NB. L'article paru dans Physics of Fluids propose plusieurs vidéos démonstratives ...

dimanche 2 février 2020

Est-il important de fermer le couvercle des toilettes avant de tirer la chasse d'eau? Oui !


Déjà en mai 2012, le blog rapportait un article très documenté issu de l'American Society for Microbiology, « La microbiologie des toilettes », puis en octobre 2012, « Quels sont les risques de maladies infectieuses après avoir tiré la chasse d’eau des toilettes ? » et enfin un article plus 'écolo' en novembre 2013, «La Commission européenne s’intéresse à nos chasses d’eau des toilettes et des urinoirs ! ».

Le sujet étant inépuisable, voici qu'il y a une question existentielle, « Est-il important de fermer le couvercle des toilettes avant de tirer la chasse d'eau ? »

C'est oui sans discussion possible !

Une étude pilote menée par des chercheurs de l'Université de l'Iowa a révélé que des bioaérosols des toilettes avec une chasse d'eau dans les chambres des patients atteints d'une infection à Clostridioides difficile (ICD) peuvent contribuer à la propagation des bactéries associées aux soins de santé dans les hôpitaux. L'étude a été publiée en 2020 dans Infection Control and Hospital Epidemiology.

Dans l'étude, qui a été menée dans des hôpitaux et cliniques de l'Université de l'Iowa, des chercheurs ont collecté des bioaérosols sur des boîtes placées à 0,15 mètre (m), 0,5 m et 1,0 m du bord des toilettes dans 24 chambres de patients hospitalisés pour une ICD et ils ont prélevé les bioaérosols en continu à l'aide d'un biocollecteur dans les toilettes avant et après avoir tiré la chasse d'eau. Ils ont ensuite cultivé et identifié des bactéries sur les boîtes (en se concentrant sur C. difficile), mesuré la densité bactérienne et calculé la différence de production de bioaérosols avant et après avoir tiré la chasse d'eau.

Les bactéries ont été cultivées positivement dans 8 des 24 chambres (33%). Au total, 72 prélèvements d'air avant de tirer la chasse d'eau et 72 prélèvements d'air après avoir tiré la chasse d'eau ont été collectés, avec des bactéries associées aux soins de santé retrouvées dans 9 des prélèvements d'air avant de tirer la chasse d'eau (12,5%) et 19 parmi les prélèvements d'air après avoir tiré la chasse d'eau (26,4%) ; les boîtes après avoir tiré la chasse d'eau avaient une probabilité significativement plus élevée de culture positive que les boîtes avant de tirer la chasse d'eau (P = 0,0309).

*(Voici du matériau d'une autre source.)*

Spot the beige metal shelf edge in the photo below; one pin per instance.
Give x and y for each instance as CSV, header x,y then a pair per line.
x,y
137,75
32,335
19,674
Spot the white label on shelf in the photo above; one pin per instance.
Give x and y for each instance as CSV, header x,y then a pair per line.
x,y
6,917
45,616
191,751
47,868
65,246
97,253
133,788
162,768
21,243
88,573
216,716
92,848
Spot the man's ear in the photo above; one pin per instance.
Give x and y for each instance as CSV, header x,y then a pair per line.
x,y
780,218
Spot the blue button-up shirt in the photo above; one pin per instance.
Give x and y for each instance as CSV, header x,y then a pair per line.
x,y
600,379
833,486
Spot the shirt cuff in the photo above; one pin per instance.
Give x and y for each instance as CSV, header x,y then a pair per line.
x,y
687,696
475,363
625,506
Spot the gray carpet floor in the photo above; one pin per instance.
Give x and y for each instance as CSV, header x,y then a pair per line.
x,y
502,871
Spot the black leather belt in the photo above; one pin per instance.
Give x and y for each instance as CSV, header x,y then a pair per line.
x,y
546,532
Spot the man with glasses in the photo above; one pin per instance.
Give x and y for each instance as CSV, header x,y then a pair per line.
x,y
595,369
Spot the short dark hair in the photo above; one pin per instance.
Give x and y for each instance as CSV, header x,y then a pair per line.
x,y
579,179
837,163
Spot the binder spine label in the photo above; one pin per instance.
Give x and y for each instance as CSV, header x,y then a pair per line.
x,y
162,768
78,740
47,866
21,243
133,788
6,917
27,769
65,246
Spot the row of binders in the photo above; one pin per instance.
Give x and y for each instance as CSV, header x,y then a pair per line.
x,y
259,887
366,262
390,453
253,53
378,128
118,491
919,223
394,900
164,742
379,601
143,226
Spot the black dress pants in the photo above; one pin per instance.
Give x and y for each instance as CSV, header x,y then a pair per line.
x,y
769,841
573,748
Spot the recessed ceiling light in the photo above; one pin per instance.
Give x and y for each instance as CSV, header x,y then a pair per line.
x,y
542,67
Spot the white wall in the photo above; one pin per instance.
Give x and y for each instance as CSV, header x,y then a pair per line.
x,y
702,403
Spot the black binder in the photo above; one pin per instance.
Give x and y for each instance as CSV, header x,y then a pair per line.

Les espèces prédominantes cultivées étaient Enterococcus faecalis, E. faecium et C. difficile. Par rapport aux prélèvements d'air avant de tirer la chasse d'eau, les prélèvements d'air après avoir tiré la chasse d'eau ont montré des augmentations significatives des concentrations des deux catégories de grandes particules de taille 5,0 micromètres (P = 0,0095) et 10,0 micromètres (P = 0,0082).

Les auteurs concluent : Cette étude soutient potentiellement l'hypothèse selon laquelle la chasse d'eau peut entraîner la propagation de pathogènes cliniquement significatifs dans les établissements de santé. Plus d'informations sont nécessaires pour déterminer les facteurs de risque associés à la chasse d'eau des toilettes et à la contamination de l'environnement par des pathogènes.

De nombreuses personnes peuvent ne pas être conscientes du risque de dissémination des microbes par voie aérienne après avoir tiré la chasse d'eau des toilettes et de la contamination des surfaces qui en découle, qui peut propager une infection dans le foyer domestique, par contact direct de la surface vers les mains puis vers la bouche. Certains virus entériques peuvent persister dans l'air après avoir tiré la chasse d'eau et l'infection peut être contractée après l'inhalation et la déglutition.

NB : Merci à Doug Powell du barfblog de m'avoir signalé cet article.